Making A List, Checking It Twice

List2By Susan Brown

In the midst of the hustle and bustle of the holiday season, many of us may find ourselves becoming exceedingly stressed with trying to have a perfect holiday.  Along with the good tidings and cheer comes the stress of planning, shopping, wrapping, baking, decorating, hosting etc., etc., etc.  Setting priorities and taking a more realistic approach may just allow you more time to enjoy the true meaning of the holidays, spending not money, but time with friends and loved ones.  Perhaps it’s time to break with routine and cross perfectionism off your list.  These tips may help you to reassess and take some of the pressure off.

Simplify.  You will still need to make a list, but perhaps you can cut that list down to a reasonable size.  Concentrate on the holiday tasks that you really enjoy and eliminate others.  You don’t have to accept every invite or every request to volunteer.  Remember, it’s okay to politely decline. 

Delegate.  Santa has helpers, why shouldn’t you?  Enlist family members or hire extra help if that is within your budget.  You don’t have to do it all yourself and getting the kids involved can lead to enjoyable time spending.  Be specific with what you would like everyone to do and remember, it doesn’t have to be perfect. 

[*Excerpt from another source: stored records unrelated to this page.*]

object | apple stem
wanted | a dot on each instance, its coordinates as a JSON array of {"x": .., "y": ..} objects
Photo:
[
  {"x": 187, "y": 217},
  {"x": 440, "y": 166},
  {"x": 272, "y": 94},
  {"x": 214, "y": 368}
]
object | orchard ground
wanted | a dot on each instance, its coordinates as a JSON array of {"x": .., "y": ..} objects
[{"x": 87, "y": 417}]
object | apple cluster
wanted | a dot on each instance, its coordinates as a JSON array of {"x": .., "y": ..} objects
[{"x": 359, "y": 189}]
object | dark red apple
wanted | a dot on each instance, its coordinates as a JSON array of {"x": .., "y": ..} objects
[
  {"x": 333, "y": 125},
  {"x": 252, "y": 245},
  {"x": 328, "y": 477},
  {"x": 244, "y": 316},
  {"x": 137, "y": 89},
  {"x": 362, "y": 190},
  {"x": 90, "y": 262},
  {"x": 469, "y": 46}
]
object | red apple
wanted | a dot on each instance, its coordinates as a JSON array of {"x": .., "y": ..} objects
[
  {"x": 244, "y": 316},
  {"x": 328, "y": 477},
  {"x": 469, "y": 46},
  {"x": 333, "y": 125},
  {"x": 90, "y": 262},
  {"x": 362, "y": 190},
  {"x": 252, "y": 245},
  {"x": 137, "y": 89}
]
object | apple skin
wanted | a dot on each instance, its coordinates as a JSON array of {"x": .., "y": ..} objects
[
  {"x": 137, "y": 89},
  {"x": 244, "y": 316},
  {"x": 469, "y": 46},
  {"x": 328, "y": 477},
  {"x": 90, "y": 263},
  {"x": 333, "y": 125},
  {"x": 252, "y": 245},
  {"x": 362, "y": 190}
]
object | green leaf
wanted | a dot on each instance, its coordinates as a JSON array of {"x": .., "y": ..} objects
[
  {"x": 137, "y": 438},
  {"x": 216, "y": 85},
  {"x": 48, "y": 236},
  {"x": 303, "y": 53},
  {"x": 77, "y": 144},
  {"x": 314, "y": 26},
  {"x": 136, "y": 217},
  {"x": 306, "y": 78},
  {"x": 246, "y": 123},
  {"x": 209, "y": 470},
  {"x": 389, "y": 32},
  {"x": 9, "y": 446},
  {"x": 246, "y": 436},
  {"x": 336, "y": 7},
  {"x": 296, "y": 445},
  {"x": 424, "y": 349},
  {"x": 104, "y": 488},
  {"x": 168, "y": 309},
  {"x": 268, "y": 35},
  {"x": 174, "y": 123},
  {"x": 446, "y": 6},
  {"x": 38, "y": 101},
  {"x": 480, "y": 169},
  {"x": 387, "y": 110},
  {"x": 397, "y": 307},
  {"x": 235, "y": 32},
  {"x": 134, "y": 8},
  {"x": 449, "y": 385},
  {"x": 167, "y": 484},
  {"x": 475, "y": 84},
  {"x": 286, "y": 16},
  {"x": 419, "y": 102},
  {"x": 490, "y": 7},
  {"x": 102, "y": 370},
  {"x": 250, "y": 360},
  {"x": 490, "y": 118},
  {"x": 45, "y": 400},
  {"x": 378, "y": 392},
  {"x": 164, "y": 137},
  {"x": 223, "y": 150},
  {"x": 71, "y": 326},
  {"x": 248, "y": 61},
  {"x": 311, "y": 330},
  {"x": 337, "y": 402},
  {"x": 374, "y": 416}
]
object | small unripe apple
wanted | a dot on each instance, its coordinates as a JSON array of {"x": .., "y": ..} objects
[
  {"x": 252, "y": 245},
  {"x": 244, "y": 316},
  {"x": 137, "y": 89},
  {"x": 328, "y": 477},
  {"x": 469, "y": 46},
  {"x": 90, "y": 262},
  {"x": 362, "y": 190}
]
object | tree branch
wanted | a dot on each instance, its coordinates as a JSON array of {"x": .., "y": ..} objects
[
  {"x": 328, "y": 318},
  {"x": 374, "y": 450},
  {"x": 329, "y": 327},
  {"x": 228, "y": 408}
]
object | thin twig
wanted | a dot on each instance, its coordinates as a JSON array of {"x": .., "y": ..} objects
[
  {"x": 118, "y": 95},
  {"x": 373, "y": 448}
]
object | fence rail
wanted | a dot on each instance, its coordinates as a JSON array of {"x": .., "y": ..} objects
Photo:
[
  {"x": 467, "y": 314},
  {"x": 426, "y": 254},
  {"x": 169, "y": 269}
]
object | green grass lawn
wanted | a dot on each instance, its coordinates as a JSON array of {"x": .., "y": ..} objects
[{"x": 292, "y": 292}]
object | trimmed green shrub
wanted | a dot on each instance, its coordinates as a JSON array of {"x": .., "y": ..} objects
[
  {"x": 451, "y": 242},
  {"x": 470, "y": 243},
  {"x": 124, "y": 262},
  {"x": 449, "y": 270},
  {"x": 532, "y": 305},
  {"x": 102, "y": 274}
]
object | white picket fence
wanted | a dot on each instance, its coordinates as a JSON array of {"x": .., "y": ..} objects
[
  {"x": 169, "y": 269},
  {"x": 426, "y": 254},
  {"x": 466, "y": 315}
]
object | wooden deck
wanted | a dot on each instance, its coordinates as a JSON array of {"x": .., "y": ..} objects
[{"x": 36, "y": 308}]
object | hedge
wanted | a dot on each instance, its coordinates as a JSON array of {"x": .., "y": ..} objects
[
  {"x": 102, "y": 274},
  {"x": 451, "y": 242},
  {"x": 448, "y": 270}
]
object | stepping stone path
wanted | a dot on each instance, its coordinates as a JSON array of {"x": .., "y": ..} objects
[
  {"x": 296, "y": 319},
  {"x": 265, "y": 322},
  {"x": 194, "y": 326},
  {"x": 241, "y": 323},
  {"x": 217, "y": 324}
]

Give and receive.  Instead of buying a friend or relative a gift they don’t need or may return, consider buying event tickets or a restaurant certificate and then attend together.  That sweater you bought will be long forgotten before the memory of an evening out together fades. 

A gift of time is timeless.  Think in terms of what your gift receiver will really appreciate.  Offer to take an elderly person out to lunch.  Go for lunch or manicures with your best friends.  Give an evening of babysitting so your friend or neighbor can have a night out. 

Start a new tradition.  If your children are getting older or no longer live at home and if it’s within your budget, consider taking a family trip in lieu of presents and material gifts.  It doesn’t necessarily need to happen at holiday time.  Book and travel off season to get the best deals. 

Keep moving.  Even when time crunched, you can still find time for some exercise stress reduction.  Taking a family walk after dinner to view lights and decorations is one way to enjoy the holidays, stay healthy and burn off extra calories. 

Maintain your perspective.   How much money you spend is not as important as the  thoughtfulness of the gift.  If you have a talent, use it.  Knit a scarf, frame a picture, bake something special.  These are the gifts that are appreciated and not soon forgotten. 

Focus. – Decide what is most important to you and concentrate your energy meeting those goals.  You create your own expectations.  If it’s more work than fun, it’s time to reassess.  You’re the one who gets to choose how much pressure you put on yourself.  With awareness, you can turn that down a notch or two. 

Enjoy!  Embrace the season and be grateful for the time you spend with family and friends.  And give yourself a big pat on the back for creating the Holiday you really want whether you pull out all the stops, have an intimate family gathering, or revel in a quiet holiday watching the sunset on a beach.